Last week I was invited to take part in a podcast called More Than a Woman. Hosted by two delightful ladies, we chatted away discussing everything including the merits of HRT to the importance of eating healthily and exercising regularly. Towards the end of the interview, I was asked if my philosophy had changed from when I first started writing diet books? And my answer was an immediate – Yes!

Back in 1972, when I designed my first diet to launch my community ‘Slimming and Good Grooming’ (SAGG) classes it was based on 1400 calories. Whilst healthy in principle, I was focused more on calories rather than nutrients.

The bread I suggested my dieters should eat was either Slimcea or Nimble. It came in small loaves of sliced white bread with only around 60 calories a slice. I remember making my own sandwiches spread with a very low-fat spread (which tasted awful), salad cream, cottage cheese and loads of salad. No wonder I was hungry an hour or so later!

The problem was that these ‘light’ breads had very little fibre, and that was the vital ingredient that was missing to keep me – and everyone else - feeling fuller for longer. Also, for breakfast I ate Rice Krispies because they were low in calories, which also included very little fibre.

Then the benefits of eating fibre hit the headlines when Audrey Eyton wrote her bestselling F-Plan Diet. Audrey was the founder of Slimming Clubs and Slimming Magazine which were at the forefront of their field at the time.

The ‘F’ in F-Plan stood for fibre and there was much humour coming across the airwaves from Terry Wogan each morning on the radio, as he followed this diet plan. He described the side effects of eating so much fibre and made us all smile. But Audrey was right - we did need to eat more fibre.

So, back to the podcast, I reminisced about my Hip and Thigh Diet with its simple message that eating low fat was the answer to achieving a ‘more slender’ body. And having sold over two million copies across the world, there was no doubt that it worked in its day, but I would write it differently now. I acknowledge that I was so focused on encouraging people to cut down on their fat intake that I didn’t highlight sufficiently the importance of eating less sugar and more fibre in their daily diet.

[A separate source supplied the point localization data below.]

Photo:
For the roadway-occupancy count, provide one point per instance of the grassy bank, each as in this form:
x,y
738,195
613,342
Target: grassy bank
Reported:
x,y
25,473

When Mary and I wrote The 28-Day Immunity Plan in 2021, (35 years after I wrote my Hip and Thigh Diet) our motivation was to teach others how to boost their immune system under the cloud of the Covid pandemic. The main principles of this Plan were to eat healthily, exercise regularly and very importantly, to eat more fibre, as all of these are vital to boosting our immunity.

Then we discovered through running diet trials with teams of volunteers, that our Plan not only helped our volunteers’ physical health but it also helped them become healthier mentally. By losing weight, getting fitter and eating really healthily (including more fibre), it transformed their sense of well-being. Our first team of volunteers from Leicestershire Police reported their ‘wellness score’ at the beginning of the course was an average of 2/10. But after 28 days on the Plan, it had shot up to 9/10! Not only that, they reported an average weight loss of 10½ lbs and many more benefits. They were buzzing with the difference that eating a healthy fresh-food diet and exercising daily had made to them. They were sleeping the best they ever had and generally feeling more alive and energised! As a result, the Wellness Team at Leicestershire Police asked if we would continue working with them. Next January we will be launching Team 6!

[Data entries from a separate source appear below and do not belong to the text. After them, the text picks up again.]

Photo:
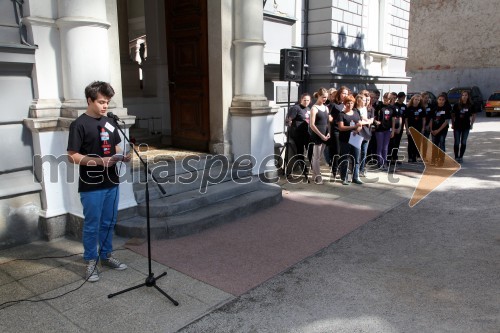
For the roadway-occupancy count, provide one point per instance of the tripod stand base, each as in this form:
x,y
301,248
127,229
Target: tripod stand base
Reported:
x,y
150,282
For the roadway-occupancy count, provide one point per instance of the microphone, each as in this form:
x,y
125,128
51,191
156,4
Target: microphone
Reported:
x,y
113,116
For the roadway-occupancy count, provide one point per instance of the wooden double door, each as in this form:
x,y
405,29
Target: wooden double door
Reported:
x,y
187,51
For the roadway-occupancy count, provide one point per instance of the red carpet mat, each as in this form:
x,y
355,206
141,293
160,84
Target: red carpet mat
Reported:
x,y
238,256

In Mary’s piece below you will read how we can boost our fibre intake without dramatically changing our daily diet. Today, I eat a high-fibre diet without really thinking about it and it isn’t difficult. Here is a typical day for me and my hubby and the foods rich in fibre are highlighted so, as you can see, each of these meals contains plenty of fibre:

  • Breakfast: Muesli with oat milk and a small glass of fresh orange juice with bits of orange.
  • Lunch: 1 slice wholegrain bread with a large bowl of home-made vegetable soup of some description.
  • Evening meal:  Meat or fish with lots of fresh vegetables.
  • And finally, I will have a dish of raspberries or strawberries with some live yogurt at some point during the day.

Eating more fibre helps us to control our weight as it keeps us feeling fuller for longer and aids our digestion so our gut is healthier.

Eating more fibre is really important in helping our gut to process food more efficiently, keeping things moving through our whole digestive system and finally to the process of eliminating waste through our bowel. We also need to drink plenty of fluids to help move the fibre along.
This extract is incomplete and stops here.